Читать «Исповедь еврея» онлайн - страница 8

Александр Мотельевич Мелихов

Сало я тоже буду уплетать за обе щеки, хоть меня от него не то тошнит, не то я притворяюсь, что тошнит, – по крайней мере, я плююсь, упоминая о сале (таки еврейская натура свое берет!), хотя плеваться мне строго воспрещается. Но когда дед Ковальчук начинает строгать его – подмерзший, завивающийся мрамор, да надраивать чесноком горбушку… А что за хлеб был при товарище Сталине! Хрустящий кирпич, упругий, как резина, резать которую можно почти без единой крошки – только от корочки и рассыплется золотая пыльца, – в больших городских пекарнях сроду такого не испечь. Пузырчатый, как сыр, и каждый пузырек внутри аккуратно оплавлен, чистенький, будто изнанка целлулоидного шарика. Шапка на буханке поднимается, как шляпка на боровике – несколько набекрень, как пена на хорошем пиве, как летнее облако, а по его клубящимся краям – вулканическая лунная местность: дирани разок чесноком – и половина зубчика повисла клочьями на хрустящих зубцах. Но и обычный, столовского вида ломтик был потрясающе вкусен и упруг – только я этого не знал.

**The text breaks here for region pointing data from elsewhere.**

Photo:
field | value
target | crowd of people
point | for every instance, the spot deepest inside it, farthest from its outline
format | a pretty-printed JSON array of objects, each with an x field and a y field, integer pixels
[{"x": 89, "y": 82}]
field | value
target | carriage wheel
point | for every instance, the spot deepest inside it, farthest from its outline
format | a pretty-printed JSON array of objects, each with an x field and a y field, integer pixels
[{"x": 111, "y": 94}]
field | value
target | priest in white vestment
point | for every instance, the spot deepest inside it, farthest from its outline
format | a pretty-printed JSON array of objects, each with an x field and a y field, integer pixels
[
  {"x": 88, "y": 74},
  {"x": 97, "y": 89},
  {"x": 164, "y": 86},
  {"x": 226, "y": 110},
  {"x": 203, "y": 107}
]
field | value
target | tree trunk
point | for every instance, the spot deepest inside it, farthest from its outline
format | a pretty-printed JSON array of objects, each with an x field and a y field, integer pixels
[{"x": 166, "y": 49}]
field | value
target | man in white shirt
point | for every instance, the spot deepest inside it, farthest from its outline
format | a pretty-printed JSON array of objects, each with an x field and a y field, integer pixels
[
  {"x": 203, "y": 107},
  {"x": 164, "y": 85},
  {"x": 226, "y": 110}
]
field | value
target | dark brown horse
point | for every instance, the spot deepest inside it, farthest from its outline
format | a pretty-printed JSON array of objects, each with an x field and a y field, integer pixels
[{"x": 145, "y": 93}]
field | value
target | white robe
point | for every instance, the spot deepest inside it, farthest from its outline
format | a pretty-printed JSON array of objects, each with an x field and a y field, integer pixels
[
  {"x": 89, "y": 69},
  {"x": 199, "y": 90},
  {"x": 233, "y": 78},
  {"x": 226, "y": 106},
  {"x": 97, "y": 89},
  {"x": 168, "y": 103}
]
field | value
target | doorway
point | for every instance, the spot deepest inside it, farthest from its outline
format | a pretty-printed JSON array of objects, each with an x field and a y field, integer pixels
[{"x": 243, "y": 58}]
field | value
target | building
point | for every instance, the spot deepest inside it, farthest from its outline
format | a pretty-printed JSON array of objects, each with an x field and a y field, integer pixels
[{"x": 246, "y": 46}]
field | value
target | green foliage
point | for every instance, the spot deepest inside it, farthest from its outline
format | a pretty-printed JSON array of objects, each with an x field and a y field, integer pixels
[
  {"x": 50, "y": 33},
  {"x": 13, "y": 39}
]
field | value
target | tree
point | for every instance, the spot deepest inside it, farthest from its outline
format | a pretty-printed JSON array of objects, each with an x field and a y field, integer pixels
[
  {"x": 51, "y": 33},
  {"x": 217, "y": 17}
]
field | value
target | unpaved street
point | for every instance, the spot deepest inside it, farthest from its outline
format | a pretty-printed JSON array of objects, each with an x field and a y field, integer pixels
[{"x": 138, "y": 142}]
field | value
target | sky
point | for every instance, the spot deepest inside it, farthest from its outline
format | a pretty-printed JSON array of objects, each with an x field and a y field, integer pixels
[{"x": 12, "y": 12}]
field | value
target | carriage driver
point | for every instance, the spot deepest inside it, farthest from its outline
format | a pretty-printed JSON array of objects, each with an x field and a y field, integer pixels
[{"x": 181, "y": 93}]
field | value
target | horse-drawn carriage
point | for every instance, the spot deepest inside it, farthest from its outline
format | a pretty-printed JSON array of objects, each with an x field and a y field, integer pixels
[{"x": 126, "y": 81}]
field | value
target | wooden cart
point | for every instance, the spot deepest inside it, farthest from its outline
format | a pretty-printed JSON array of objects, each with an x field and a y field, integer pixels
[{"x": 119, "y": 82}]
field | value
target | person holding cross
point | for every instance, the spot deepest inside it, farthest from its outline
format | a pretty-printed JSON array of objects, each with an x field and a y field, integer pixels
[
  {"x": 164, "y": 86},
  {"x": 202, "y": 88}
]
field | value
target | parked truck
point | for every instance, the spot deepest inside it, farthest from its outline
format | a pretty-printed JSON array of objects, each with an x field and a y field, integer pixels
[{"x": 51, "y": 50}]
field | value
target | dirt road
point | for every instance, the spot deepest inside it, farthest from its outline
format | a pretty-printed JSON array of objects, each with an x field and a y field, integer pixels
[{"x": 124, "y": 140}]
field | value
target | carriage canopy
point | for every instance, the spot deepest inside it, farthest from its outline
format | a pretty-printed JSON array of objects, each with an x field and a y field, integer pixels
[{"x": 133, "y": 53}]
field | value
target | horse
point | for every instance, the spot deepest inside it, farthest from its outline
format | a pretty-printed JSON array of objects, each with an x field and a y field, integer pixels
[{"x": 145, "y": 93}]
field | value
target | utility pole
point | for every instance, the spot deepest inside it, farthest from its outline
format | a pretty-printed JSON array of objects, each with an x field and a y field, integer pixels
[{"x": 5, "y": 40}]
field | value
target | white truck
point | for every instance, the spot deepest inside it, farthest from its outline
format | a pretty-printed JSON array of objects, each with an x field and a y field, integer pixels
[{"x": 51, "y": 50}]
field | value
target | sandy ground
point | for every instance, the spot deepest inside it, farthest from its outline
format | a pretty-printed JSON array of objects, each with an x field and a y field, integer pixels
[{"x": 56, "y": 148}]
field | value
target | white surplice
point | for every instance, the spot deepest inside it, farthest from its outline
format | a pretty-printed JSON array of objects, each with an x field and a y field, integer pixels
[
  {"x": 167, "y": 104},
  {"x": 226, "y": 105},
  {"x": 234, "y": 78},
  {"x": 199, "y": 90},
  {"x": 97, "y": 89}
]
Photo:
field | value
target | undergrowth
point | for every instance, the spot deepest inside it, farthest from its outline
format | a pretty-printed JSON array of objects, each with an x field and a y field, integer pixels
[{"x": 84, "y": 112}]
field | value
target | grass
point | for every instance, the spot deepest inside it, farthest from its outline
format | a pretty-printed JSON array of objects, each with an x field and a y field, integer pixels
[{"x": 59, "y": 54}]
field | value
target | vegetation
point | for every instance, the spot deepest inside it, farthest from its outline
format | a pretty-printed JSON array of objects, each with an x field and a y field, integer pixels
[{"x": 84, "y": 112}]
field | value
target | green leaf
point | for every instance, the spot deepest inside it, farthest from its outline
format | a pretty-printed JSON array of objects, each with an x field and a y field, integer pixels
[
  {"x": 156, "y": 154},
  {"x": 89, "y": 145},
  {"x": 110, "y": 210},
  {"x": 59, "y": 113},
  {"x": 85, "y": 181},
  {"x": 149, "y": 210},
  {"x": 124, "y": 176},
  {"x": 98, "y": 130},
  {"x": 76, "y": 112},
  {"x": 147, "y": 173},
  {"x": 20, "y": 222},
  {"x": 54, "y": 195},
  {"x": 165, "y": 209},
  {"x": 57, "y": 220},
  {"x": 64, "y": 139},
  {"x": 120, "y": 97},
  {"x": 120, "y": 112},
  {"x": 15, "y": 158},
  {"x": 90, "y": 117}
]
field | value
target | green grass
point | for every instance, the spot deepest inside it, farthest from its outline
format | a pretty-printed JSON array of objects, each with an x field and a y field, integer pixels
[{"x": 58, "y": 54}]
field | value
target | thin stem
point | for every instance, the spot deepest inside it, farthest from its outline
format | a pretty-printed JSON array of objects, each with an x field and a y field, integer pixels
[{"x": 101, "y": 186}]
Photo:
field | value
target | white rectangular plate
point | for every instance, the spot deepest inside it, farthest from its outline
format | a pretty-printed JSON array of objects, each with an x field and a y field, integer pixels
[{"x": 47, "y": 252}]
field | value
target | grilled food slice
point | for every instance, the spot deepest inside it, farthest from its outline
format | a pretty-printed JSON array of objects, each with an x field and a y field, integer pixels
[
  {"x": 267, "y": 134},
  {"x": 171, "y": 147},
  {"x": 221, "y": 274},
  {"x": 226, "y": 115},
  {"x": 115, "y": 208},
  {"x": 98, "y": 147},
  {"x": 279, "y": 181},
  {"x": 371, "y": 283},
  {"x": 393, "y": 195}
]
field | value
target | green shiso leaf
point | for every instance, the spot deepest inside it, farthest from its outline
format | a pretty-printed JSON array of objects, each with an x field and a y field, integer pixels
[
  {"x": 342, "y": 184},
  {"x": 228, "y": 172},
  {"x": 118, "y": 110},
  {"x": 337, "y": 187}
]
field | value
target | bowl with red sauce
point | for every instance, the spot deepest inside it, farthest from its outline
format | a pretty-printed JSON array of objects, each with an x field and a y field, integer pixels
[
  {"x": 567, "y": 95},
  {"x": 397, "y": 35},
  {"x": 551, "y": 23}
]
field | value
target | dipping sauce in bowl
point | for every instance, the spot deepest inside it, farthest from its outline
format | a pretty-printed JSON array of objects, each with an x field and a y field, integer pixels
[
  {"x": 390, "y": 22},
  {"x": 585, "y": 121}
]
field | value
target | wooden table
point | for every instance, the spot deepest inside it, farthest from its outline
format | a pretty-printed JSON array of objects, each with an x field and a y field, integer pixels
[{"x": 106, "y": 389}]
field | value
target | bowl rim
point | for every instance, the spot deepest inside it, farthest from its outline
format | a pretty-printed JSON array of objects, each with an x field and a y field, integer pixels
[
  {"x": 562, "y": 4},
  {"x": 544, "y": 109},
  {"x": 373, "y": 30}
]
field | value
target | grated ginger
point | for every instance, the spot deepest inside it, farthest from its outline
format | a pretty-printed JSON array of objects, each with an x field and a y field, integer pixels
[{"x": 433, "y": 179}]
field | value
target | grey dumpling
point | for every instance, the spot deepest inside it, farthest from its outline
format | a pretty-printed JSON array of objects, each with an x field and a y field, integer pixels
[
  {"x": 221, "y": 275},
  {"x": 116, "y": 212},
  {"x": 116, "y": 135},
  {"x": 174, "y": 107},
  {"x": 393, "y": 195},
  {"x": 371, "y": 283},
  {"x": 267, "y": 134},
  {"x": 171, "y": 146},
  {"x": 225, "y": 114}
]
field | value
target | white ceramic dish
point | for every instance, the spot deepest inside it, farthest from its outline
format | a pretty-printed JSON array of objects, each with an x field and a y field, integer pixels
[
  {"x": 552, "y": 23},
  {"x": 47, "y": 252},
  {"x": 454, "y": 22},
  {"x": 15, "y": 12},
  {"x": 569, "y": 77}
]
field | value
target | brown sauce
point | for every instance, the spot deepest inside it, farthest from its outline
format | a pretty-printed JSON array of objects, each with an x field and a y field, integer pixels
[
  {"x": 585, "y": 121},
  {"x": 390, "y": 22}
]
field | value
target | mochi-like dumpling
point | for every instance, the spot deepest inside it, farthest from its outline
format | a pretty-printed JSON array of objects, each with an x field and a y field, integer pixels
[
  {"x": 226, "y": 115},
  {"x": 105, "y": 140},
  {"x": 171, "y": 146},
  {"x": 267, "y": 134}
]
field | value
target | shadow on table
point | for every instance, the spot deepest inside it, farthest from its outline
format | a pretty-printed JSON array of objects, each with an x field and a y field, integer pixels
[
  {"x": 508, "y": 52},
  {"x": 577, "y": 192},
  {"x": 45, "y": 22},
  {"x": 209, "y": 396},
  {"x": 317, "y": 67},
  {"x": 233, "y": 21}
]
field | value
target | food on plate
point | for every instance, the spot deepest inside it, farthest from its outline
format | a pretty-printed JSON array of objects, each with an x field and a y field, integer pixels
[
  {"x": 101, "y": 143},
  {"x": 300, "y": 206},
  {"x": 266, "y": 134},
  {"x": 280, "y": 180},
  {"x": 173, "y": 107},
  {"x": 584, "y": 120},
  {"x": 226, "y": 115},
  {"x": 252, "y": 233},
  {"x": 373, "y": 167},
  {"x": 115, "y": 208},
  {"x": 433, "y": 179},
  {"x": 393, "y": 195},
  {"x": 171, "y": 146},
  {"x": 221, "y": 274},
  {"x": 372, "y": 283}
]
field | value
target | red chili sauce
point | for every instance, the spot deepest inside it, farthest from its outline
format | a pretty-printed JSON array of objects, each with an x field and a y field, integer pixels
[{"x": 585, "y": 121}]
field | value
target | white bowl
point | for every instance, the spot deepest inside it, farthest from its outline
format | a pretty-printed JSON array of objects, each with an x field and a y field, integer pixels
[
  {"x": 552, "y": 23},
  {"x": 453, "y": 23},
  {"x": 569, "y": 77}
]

Я молниеносно обкусывал его так, чтобы получился пистолет, и целился в Гришку: уже знал, что мужчина должен убивать или хотя бы угрожать – и это при том, что отец не позволял держать дома даже игрушечные орудия убийства, а бабушка, обычно кроткая до несуществования, решительно запрещала баловаться с хлебом. Нельзя было оставить его хоть с ноготь: на том свете будет за тобой гоняться. «А я его там и съем!» – храбрился я, но не доесть хоть молекулу хлеба я не в силах и посегодня.

Я заполнял отведенную мне форму не хуже этого самого исконного высококачественного хлеба. Я настолько непринужденно принимал форму окружающей (русской) среды, что наверняка именно обо мне сложена пословица «За компанию и жид удавился». Да и папа Яков Абрамович тоже лопал сало – только подавай. На этом пиршестве лишь одно блюдо выглядело подозрительным по части пятого пункта – сальтисон – набитый всякой неимоверно вкусной всячиной желудок. Если его поджарить, чтоб он пустил прозрачную жирную слезу… но лучше остановиться, ибо от одного лишь воспоминания можно упасть без чувств. С тех пор я не только не едал и не видал, но даже и не слыхал о сальтисоне – он остался в опечатанном Эдеме, в котором не было ни высоких, ни низких, ни красивых, ни уродливых – все были просто людьми, да и вся жизнь была просто жизнью, единственно возможной, потому что никакой другой и быть не может. В Эдеме не было ни счастья, ни несчастья, ни довольства, ни недовольства, потому что не существовало раздумий по этому поводу. Ощущение миновавшего счастья возникло только задним числом – когда я узнал, что жизнь может быть разной.

Сальтисон, где ты?.. Загляни к Каценеленбогену!..

Учился я у людей, но ближе всех – на первых проблесках зрения – мне были жуки. Неспешные, огнетушительного цвета, терпеливо расписанные черными вычурными камуфляжными фиордами, они подходили мне близостью к горяченькой земле и задумчивым темпом жизни. Пока люди во мне не смонтировали душу – стремления занять достойное место среди них – я тоже был задумывающимся рохлей, больше всего любившим подолгу следить за какой-нибудь малюсенькой дребеденью – непременно за дребеденью, серьезные вещи меня не привлекали. Склонен я был и внезапно истечь слезами от сколько-нибудь нелюбезного слова. Гришка дразнил меня ревой-коровой, но добивался лишь того, что я исступленно кидался – даже не бить его, а рвать когтями, которых, к счастью, был лишен, – твердым же и уравновешенным я так и не сделался.